Na literatura e na pintura os índios idealizados nunca foram tão brancos, assim como o monarca [D. Pedro II] e a cultura brasileira tornavam-se mais e mais tropicais. Afinal, essa era a melhor resposta para uma elite que se perguntava incessantemente sobre sua identidade, sobre sua verdadeira singularidade. Diante da rejeição ao negro escravo e mesmo ao branco colonizador, o indígena restava como uma espécie de representante digno e legítimo. “Puros, bons, honestos e corajosos”, os índios atuavam como reis no exuberante cenário da selva brasileira e em total harmonia com ela. [...] Pátria sem ser nação, no Brasil os símbolos “surgiam” na mesma velocidade em que se consolidava a imagem do Império. E assim, por meio do indianismo, realizava-se um velamento da colonização.[8]
O índio foi exaltado pelo Romantismo que o “enobreceu” com sentimentos europeus, sendo incorporado pela literatura e pela arte, ao passo que o negro foi ignorado por muito tempo. A difusão dos romances indianistas despertou um interesse maior nos artistas pelos temas originários da literatura nacional, mas, mesmo assim, os tipos eram idealizados, situando-se num meio-termo para agradar “gregos e troianos”: não eram evidentemente nem helênicos, nem europeus, mas também não eram totalmente indígenas. A idealização foi recorrente em quase todos os artistas, desde Vitor Meireles até Antonio Parreiras que fez, em pleno 1909, uma Iracema alva como uma européia [Figura 2], com o rosto estrategicamente encoberto pela mão e pelos cabelos negros, os únicos, aliás, a denunciarem sua etnia.
Uma pintura que fazia do índio brasileiro algo similar a personagem da mitologia clássica, ou a exemplo da visão romântica européia do homem natural. As escravas romanas, brancas e pálidas, que abundavam na temática religiosa, nada tinham a ver [...] com um país cujo grosso da população era de escravos negros. É forçoso reconhecer que estes não despertavam absolutamente o interesse dos pintores e escultores da Academia. Não apenas como tema, mas também como modelos não eram desejados...[9]

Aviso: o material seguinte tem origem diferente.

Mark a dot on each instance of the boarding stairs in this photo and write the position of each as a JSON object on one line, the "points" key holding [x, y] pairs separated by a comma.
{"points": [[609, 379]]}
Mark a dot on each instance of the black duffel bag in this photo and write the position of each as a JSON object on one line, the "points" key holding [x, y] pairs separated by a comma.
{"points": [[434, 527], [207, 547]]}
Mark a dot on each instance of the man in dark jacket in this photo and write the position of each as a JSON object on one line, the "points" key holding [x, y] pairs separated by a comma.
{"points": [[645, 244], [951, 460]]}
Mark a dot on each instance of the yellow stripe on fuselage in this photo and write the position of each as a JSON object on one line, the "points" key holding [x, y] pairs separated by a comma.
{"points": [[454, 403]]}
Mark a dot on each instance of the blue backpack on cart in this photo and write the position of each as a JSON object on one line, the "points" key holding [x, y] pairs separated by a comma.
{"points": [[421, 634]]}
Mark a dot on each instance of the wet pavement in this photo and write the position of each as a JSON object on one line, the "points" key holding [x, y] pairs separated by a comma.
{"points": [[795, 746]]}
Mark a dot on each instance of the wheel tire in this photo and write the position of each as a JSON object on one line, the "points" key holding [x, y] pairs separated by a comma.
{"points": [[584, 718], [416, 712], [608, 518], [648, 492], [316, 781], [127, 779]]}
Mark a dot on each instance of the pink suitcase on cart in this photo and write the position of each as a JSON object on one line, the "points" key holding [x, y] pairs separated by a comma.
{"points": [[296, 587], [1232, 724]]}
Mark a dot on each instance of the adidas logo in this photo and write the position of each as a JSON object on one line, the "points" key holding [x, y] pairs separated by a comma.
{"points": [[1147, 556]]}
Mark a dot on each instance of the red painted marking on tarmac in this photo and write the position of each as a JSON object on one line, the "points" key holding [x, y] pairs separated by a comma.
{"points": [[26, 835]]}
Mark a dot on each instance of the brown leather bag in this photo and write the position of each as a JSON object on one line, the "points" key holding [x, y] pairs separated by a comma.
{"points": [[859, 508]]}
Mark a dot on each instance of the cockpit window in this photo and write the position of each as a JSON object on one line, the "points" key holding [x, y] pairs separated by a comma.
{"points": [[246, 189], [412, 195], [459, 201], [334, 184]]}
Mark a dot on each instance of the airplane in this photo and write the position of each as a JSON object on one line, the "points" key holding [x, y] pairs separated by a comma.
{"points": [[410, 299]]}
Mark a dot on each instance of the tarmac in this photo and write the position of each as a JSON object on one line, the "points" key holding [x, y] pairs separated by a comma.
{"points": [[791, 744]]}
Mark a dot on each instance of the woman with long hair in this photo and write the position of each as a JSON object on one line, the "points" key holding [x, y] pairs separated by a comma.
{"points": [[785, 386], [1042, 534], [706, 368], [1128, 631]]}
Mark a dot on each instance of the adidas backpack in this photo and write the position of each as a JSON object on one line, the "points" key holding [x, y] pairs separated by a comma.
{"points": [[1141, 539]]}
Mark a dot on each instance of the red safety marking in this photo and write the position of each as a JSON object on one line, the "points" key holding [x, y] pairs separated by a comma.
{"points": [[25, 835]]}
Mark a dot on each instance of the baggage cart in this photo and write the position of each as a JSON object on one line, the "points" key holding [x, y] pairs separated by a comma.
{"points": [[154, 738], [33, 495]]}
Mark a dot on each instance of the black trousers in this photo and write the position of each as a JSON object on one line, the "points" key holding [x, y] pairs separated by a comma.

Com relação ao negro, a prevenção iconográfica era ainda maior, pois havia as implicações sociais relacionadas ao trabalho escravo. Suas representações restringiam-se mais ao interesse pessoal dos artistas estrangeiros, geralmente viajantes, verdadeiros “cronistas” visuais das particularidades exóticas e étnicas da antiga colônia. Artistas como Jean-Baptiste Debret, Johann Moritz Rugendas e muitos outros, impulsionados por um sentimento romântico, interessaram-se pelos aspectos curiosos de uma terra desconhecida e, tanto o índio quanto o negro (sobretudo este pela presença constante no cotidiano urbano e rural), associados aos seus costumes, eram demasiadamente extravagantes para passarem despercebidos. O mesmo não acontecia com os artistas brasileiros que, em geral, não se interessavam por esta realidade, parte integrante do dia-a-dia deles, constituindo, talvez, mais uma vergonha do que motivo de admiração. Mesmo na arte européia havia preconceito relacionado à representação de indivíduos de classes sociais menos privilegiadas tendo se desenvolvido, somente a partir do século XVII, um interesse maior pelas cenas de gênero reproduzindo interiores rústicos, paisagens bucólicas e pessoas humildes em seus afazeres domésticos. Estes temas a Academia sempre desprezou e relegou a um plano inferior, só vindo a aceitá-los dois séculos depois, com a assimilação do Realismo.
No Brasil, o preconceito pelos temas populares além de social tinha, também implicações étnicas. Com relação ao negro, somente após a abolição é que ele passou a ser realmente representado, mas, mesmo assim, submetido a retoques, como acontecera, antes, com o índio. Em geral, os traços raciais não eram reproduzidos fielmente, havendo uma tentativa de “embelezamento” de acordo com os ideais clássico-acadêmicos. Até mesmo em retratos de damas, nobres e políticos mestiços do Império, onde deveria predominar a fidelidade, notam-se retoques e artifícios sutis, verdadeiros “jeitinhos brasileiros”, disfarçando os traços que pudessem denunciar miscigenação.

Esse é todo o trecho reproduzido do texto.